Udall Lauds $4.84 Million Investment for Geothermal Energy at N.M. Labs U.S. Senator Tom Udall (D-NM) announced that Sandia and Los Alamos National Labs and Applied Technology Associates in Albuquerque will receive a total of $4.84 million for geothermal energy technolog
PoliticalNews.me - Sep 09,2011 - Udall Lauds $4.84 Million Investment for Geothermal Energy at N.M. Labs
WASHINGTON - U.S. Senator Tom Udall (D-NM)y announced that Sandia and Los Alamos National Labs and Applied Technology Associates in Albuquerque will receive a total of $4.84 million for the development of geothermal energy technologies.
The U.S. Department of Energy awarded the funds through the Office of Energy Efficiency and Renewable Energy to help reduce the cost of geothermal energy thus making it more competitive with conventional sources of electricity.
"I applaud the Department of Energy for continuing to invest in this key energy source. Much of New Mexico is a known or potential geothermal resource, and New Mexico's labs are leaders in the field.
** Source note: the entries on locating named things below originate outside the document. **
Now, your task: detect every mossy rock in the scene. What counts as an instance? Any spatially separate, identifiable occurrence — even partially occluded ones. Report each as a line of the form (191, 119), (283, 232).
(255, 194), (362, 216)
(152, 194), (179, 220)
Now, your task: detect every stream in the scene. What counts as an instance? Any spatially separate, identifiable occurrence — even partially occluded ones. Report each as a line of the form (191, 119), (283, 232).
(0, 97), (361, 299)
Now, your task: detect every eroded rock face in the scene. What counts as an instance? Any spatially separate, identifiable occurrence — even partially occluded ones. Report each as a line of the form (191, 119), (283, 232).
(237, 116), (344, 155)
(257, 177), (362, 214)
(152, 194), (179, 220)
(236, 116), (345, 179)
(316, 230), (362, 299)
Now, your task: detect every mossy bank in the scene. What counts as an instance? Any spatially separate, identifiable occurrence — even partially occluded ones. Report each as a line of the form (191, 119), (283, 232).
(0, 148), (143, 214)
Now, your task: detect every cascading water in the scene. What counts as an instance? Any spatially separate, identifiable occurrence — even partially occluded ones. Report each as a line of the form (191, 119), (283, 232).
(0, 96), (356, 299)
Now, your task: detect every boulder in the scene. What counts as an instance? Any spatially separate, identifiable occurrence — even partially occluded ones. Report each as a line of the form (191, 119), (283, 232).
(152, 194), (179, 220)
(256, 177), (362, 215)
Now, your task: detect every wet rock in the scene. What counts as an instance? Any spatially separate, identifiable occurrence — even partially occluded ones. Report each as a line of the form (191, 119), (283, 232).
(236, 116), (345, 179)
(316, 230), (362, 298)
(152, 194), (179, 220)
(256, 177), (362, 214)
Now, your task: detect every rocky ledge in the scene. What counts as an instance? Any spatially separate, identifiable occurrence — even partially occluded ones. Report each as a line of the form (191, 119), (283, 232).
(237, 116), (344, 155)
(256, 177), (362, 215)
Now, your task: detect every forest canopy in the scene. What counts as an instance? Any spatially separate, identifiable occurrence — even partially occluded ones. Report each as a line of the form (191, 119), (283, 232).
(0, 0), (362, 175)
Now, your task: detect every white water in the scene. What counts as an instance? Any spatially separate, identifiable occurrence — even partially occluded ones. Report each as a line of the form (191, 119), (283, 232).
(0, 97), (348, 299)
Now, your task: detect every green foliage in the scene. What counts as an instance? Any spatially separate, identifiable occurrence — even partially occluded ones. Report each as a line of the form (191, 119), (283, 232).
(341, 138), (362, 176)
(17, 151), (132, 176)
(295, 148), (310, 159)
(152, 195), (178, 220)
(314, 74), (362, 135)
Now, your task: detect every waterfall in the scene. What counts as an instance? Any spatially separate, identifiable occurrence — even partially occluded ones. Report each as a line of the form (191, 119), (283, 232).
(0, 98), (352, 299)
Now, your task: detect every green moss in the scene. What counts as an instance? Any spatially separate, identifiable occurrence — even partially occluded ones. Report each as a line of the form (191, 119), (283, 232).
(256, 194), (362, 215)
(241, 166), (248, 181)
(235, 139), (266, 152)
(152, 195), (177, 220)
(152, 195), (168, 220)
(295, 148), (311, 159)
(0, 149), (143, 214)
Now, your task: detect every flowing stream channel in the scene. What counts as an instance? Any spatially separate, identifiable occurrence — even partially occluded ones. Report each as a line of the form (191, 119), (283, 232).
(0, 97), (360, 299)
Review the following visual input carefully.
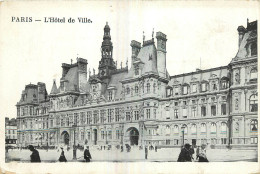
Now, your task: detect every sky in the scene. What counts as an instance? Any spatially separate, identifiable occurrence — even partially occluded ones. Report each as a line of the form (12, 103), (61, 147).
(0, 1), (259, 118)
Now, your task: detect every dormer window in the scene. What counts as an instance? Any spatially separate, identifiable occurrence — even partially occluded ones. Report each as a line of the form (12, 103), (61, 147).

Geothermal technology provides renewable, affordable, and reliable heating and power, and this research and development will spur job creation at our national labs and in private industry," Udall said.
Earlier this year, Udall reintroduced legislation that would establish a federal Renewable Energy Standard (RES) requiring utilities to generate 25 percent of their electricity from geothermal, wind, solar and other renewable energy sources by 2025. Udall is a long time supporter of a federal RES. He first introduced the bill in 2002 in the House of Representatives eventually achieving passage in 2007.
The projects will focus on new ways to locate geothermal resources, improve resource characterization, drilling and reservoir engineering techniques.
The following projects will receive funding:
Applied Technology Associates (Albuquerque): up to $1.5 million
This project will use an innovative sensor to facilitate simultaneous measurement of multiple wave velocities and directions to improve reservoir observation and monitoring.
Los Alamos National Laboratory (Los Alamos): up to $1.0 million
This project will allow for more accurate imaging of seismic data through the development of an advanced processing technique.
Los Alamos National Laboratory (Los Alamos): up to $1.6 million
This project will reduce the cost of geothermal energy by developing an innovative method that combines high pressure impulses and thermal gradients to drill through hard rock.
Sandia National Laboratories (Albuquerque): up to $400,000
This project will develop an environmentally-friendly material that will temporarily isolate sections of the wellbore to control zones of injection and production at high temperatures and pressures, lowering completion costs.
Sandia National Laboratories (Albuquerque): up to $340,000
This project will assess the feasibility of using state-of-the-art sensors and components to accurately determine the direction and orientation of a geothermal well in real-time in order to lower drilling costs.